Penyelesaian sawit ilegal dalam kawasan hutan ini menggunakan Pasal 110A dan Pasal 110B. Penentuannya, bagi perkebunan sawit yang memiliki Izin Usaha Perkebunan (IUP) atau Surat Tanda Daftar Budidaya (STDB) dan sesuai dengan Rencana Tata Ruang Wilayah (RTRW) penyelesaiannya akan diproses menggunakan Pasal 110A UU Cipta Kerja.

Sedangkan bagi perkebunan sawit yang tidak memiliki IUP atau tidak sesuai dengan RTRW, akan diproses menggunakan Pasal 110B UU Cipta Kerja. Meski begitu nasib keberlanjutan kegiatan usaha akan ditentukan menurut jenis fungsi kawasan hutan di mana kegiatan usaha terbangun.

Progres "Pengampunan" Menggunakan Pasal 110A

Sejauh ini, dalam pelaksanaan penyelesaian kegiatan usaha ilegal dalam kawasan hutan menggunakan Pasal 110A, sejumlah perusahaan telah mendapatkan "pengampunan" dari KLHK, berupa penerbitan surat keputusan (SK) penetapan batas areal pelepasan kawasan hutan.

Dalam paparannya, KLHK menyebut sudah ada 24 unit perusahaan yang telah mendapatkan pelepasan kawasan hutan seluas 87.275,93 hektare, yakni 21 unit berada di Kalimantan Tengah, 2 unit berada di Kalimantan Selatan dan 1 unit di Kalimantan Timur.

Selain 24 perusahaan yang telah mendapatkan "pengampunan", KLHK juga tengah melakukan proses verifikasi terhadap 6 subjek hukum dengan luas 6.751,16 hektare.

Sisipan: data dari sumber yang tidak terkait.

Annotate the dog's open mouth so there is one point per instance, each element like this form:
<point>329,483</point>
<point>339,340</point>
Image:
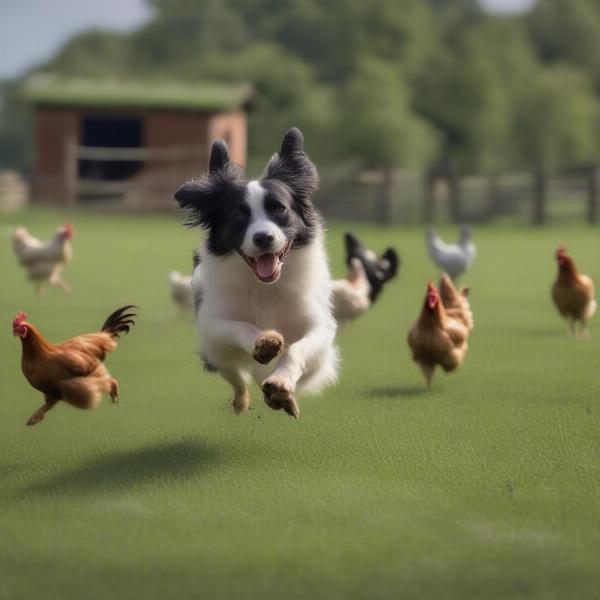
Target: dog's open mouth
<point>267,267</point>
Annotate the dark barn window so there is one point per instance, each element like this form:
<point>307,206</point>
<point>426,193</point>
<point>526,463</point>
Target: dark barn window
<point>103,132</point>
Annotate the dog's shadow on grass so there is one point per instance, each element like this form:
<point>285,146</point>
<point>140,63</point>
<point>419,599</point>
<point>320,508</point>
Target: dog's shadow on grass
<point>166,461</point>
<point>544,332</point>
<point>399,391</point>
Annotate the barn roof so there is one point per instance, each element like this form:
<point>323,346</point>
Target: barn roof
<point>48,90</point>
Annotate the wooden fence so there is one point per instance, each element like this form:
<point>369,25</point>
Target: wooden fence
<point>397,196</point>
<point>385,196</point>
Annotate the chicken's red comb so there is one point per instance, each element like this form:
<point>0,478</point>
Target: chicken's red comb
<point>19,318</point>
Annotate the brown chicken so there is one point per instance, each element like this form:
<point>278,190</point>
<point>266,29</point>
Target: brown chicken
<point>73,370</point>
<point>456,302</point>
<point>572,292</point>
<point>436,338</point>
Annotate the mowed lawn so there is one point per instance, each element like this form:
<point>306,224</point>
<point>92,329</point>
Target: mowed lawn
<point>486,487</point>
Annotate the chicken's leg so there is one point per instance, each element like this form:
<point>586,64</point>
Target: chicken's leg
<point>114,391</point>
<point>39,414</point>
<point>428,372</point>
<point>64,286</point>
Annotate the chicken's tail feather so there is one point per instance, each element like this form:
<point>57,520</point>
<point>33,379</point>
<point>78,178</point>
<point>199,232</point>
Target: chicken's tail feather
<point>120,321</point>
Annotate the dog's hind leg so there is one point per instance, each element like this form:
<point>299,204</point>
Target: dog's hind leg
<point>241,397</point>
<point>301,359</point>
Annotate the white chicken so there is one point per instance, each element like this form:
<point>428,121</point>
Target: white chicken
<point>454,259</point>
<point>44,261</point>
<point>351,295</point>
<point>181,290</point>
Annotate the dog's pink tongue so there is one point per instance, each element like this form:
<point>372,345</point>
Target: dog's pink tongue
<point>266,265</point>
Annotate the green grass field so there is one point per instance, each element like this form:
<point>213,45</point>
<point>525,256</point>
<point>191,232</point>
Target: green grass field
<point>487,487</point>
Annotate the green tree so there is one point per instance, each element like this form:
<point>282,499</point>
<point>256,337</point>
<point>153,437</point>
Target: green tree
<point>568,31</point>
<point>377,124</point>
<point>558,121</point>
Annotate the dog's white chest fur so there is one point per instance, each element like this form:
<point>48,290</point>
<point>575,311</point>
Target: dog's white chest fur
<point>298,302</point>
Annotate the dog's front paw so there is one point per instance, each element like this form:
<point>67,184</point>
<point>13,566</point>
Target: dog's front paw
<point>268,345</point>
<point>280,394</point>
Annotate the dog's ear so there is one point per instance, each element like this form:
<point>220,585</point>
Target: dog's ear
<point>201,197</point>
<point>219,156</point>
<point>292,166</point>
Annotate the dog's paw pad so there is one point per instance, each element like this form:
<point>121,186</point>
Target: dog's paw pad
<point>279,395</point>
<point>268,345</point>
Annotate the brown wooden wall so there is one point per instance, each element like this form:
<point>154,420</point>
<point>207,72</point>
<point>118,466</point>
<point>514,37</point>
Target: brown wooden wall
<point>57,134</point>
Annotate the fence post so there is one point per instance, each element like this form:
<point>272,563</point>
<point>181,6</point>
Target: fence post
<point>539,197</point>
<point>71,172</point>
<point>386,198</point>
<point>454,199</point>
<point>428,199</point>
<point>593,194</point>
<point>493,193</point>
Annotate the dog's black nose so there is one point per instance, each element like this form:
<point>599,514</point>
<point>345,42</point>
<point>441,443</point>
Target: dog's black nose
<point>263,240</point>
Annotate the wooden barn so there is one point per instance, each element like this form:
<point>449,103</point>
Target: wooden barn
<point>128,144</point>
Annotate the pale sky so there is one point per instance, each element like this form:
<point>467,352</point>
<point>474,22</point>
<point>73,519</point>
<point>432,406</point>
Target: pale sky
<point>32,30</point>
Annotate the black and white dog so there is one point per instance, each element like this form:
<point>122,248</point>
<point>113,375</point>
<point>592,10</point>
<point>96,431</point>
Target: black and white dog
<point>265,310</point>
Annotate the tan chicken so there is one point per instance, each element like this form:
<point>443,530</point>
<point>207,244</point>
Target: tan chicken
<point>44,261</point>
<point>351,295</point>
<point>456,302</point>
<point>73,370</point>
<point>437,339</point>
<point>572,292</point>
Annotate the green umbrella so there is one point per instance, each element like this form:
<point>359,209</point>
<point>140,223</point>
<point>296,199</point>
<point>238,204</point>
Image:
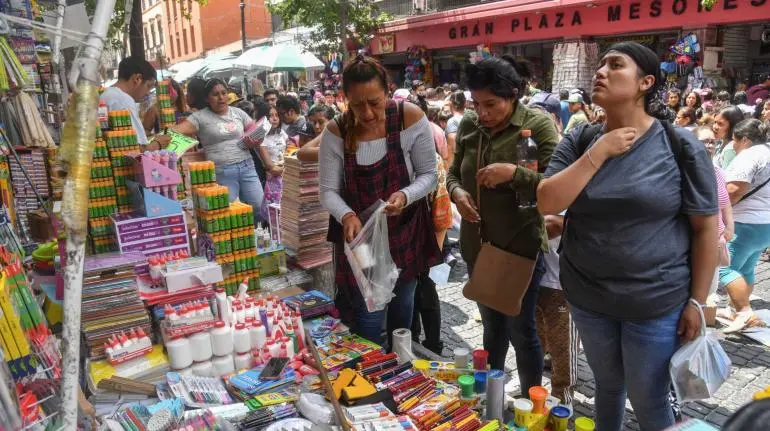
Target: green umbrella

Dari 6 subjek hukum ini, 4 di antaranya telah selesai diverifikasi dan telah dihitung besaran PSDH-DR yang dikenakan.

Kemudian, KLHK juga telah menerima permohonan proses pelengkapan persyaratan perubahan peruntukan hutan yang disodorkan oleh 19 subjek hukum dengan total luas 60.212,25 hektare. 19 subjek hukum ini seluruhnya merupakan korporasi perkebunan sawit, yang berada di Kalimantan Tengah, Kalimantan Selatan dan Kalimantan Timur.

Dalam paparannya, terhadap kegiatan terbangun sebelum UUCK yang berproses PP 104 Tahun 2015 dan diproses selanjutnya dengan Pasal 110A dan PP 24 Tahun 2021, KLHK mengklaim telah melakukan penyelesaian sebanyak 57 subyek hukum, dengan pembayaran PSDH DR dengan total senilai Rp17.827.661.820 dan USD8.848.988,214 (total Rp141.713.496.816,--asumsi 1USD = Rp14.000).

"Jadi 110A ini telah berjalan dan bergulir terus untuk semua subjek hukum untuk diverifikasi untuk dikenakan PSDH DR baru dia dapat SK pelepasan," terang Bambang.